Article Index

Multi-legged bugs are the best

This spake the master programmer: "Though a program be but three lines long, someday it will have to be maintained." While you ponder this thought have a look at some MPI debugging examples in the second part of our MPI debugging column.

The Story So Far

In the last installment of MPI Monkey we started discussing the cold, hard reality of high performance computing: debugging in parallel. Like Weird Uncle Joe, no one wants to talk about it (every family has a Weird Uncle Joe). All the same kinds of nasty bugs that can happen in serial applications can also happen in parallel environments - magnified many times because they can happen in any process in a parallel job. Even worse, bugs can be the result of complex interaction between processes and possibly occur in separate processes simultaneously. Simply put: parallel bugs typically span multiple processes. The analysis of a single core file or subroutine may not yield the root causes behind a bug.

But to repeat myself from last month: fear not. For every bug, there is a reason. For every reason, there is a bug fix. Using the right tools, you can spin a web to catch bugs.

Last month we briefly discussed four parallel debugging techniques:

  • printf-style output debugging
  • launching serial debuggers in parallel
  • attaching serial debuggers to individual parallel processes
  • using parallel debuggers

The last one - parallel debuggers - extend the traditional serial debugger concept by encompassing all the processes in a parallel job under a single debugging session. A variety of commercial parallel debuggers are available. This column is not an advertisement, so I won't be displaying screen shots or reviewing the functionality of these products - you can visit their web sites and see the material for yourself. But suffice it to say: I strongly recommend the use of a parallel debugger (See the Resources Sidebar).

That being said, most of us don't have access to parallel debuggers, so this month we'll concentrate more on the common-man approach to parallel debugging.
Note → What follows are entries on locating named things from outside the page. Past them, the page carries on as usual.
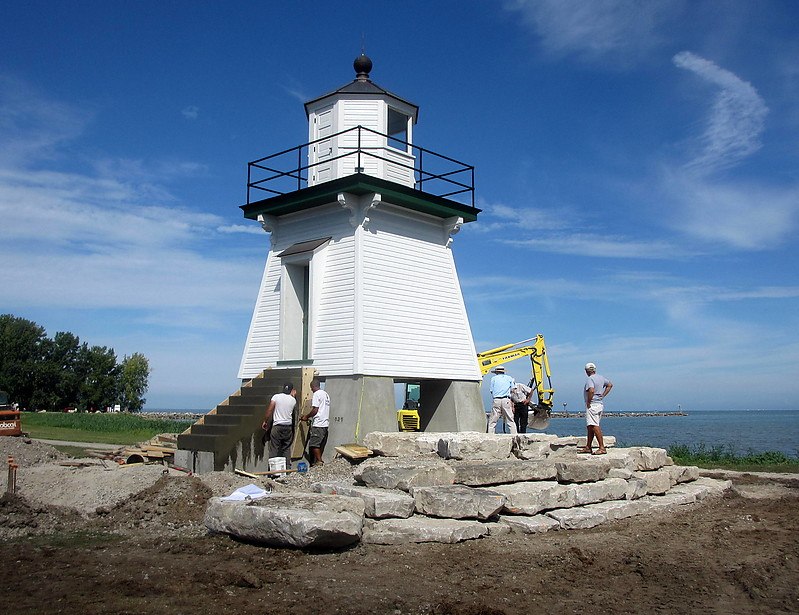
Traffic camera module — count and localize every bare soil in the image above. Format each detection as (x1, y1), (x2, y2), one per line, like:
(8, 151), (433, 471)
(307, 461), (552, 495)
(0, 438), (799, 615)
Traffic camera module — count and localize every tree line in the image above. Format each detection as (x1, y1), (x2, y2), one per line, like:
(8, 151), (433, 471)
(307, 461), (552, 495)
(0, 314), (150, 412)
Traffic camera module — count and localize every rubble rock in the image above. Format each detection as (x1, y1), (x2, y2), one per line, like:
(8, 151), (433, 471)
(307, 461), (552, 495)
(354, 458), (455, 491)
(411, 485), (505, 520)
(452, 459), (556, 487)
(361, 515), (490, 545)
(438, 431), (514, 459)
(555, 455), (610, 483)
(312, 482), (415, 519)
(363, 431), (441, 457)
(205, 493), (364, 548)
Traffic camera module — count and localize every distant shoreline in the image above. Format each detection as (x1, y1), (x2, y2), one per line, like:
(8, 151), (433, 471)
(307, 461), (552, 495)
(551, 411), (688, 419)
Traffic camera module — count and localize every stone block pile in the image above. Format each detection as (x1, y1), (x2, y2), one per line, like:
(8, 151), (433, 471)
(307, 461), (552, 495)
(206, 432), (730, 548)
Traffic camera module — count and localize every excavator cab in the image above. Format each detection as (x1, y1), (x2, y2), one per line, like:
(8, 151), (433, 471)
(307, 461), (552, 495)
(397, 382), (422, 431)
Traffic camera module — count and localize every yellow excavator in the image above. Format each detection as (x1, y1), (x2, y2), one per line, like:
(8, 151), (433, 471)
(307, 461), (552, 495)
(397, 333), (555, 431)
(477, 333), (555, 429)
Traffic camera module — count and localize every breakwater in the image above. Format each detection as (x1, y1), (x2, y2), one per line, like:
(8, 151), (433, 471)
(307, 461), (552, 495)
(551, 411), (688, 419)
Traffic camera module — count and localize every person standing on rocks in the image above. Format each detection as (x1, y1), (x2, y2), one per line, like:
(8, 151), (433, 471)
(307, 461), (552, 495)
(263, 382), (297, 469)
(579, 363), (613, 455)
(300, 378), (330, 466)
(488, 365), (518, 435)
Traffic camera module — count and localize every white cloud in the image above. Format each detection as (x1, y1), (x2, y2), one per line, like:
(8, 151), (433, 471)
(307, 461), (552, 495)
(506, 0), (681, 61)
(674, 51), (768, 173)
Debugging A Classic MPI Mistake

As mentioned several times previously in this column, the following is a fairly common MPI programming mistake when exchanging messages between a pair of processes:

Listing 1: Classic MPI Mistake
1 MPI_Comm_size(comm, &size);
2 MPI_Comm_rank(comm, &rank);
3 if (2 == size) {
4     peer = 1 - rank;
5     MPI_Send(sbuf, ..., peer, comm);
6     MPI_Recv(rbuf, ..., peer, comm, &status);
7 }

An MPI implementation may perform the send on line 5 "in the background," but is also allowed to block. Many MPI implementations will implicitly buffer messages up to a certain size before blocking; if the message sent on line 5 is less than N bytes, the send will return more-or-less immediately (regardless of whether the message has actually transferred to the receiver or not). But once the message is larger than N bytes, the implementation may block in a rendezvous protocol while waiting for the target to post a matching receive. In this case, the code above will deadlock.

The solution is simple: have one process execute a send followed by a receive; have the other execute a receive followed by a send. But the problem is still the same: this error may be buried in many thousands (or millions) of lines of code. Assuming that the messages are large enough to force the MPI implementation to block, how would one find this problem in the first place?

Depending on the logic of the overall application, a binary search with printf-style debugging can probably [eventually] locate the bug in some finite amount of time. In the final iterations of the search, inserting printf statements before and after the MPI_SEND would likely positively identify the problem (i.e., the first printf message would be displayed, but the second would not).

The same result, however, can be obtained in far less time by using a debugger. printf-style debugging, by definition, is trial-and-error - think of it as searching for the location of the bug, as compared to a debugger which (at least in this case) can directly query "where is the bug?"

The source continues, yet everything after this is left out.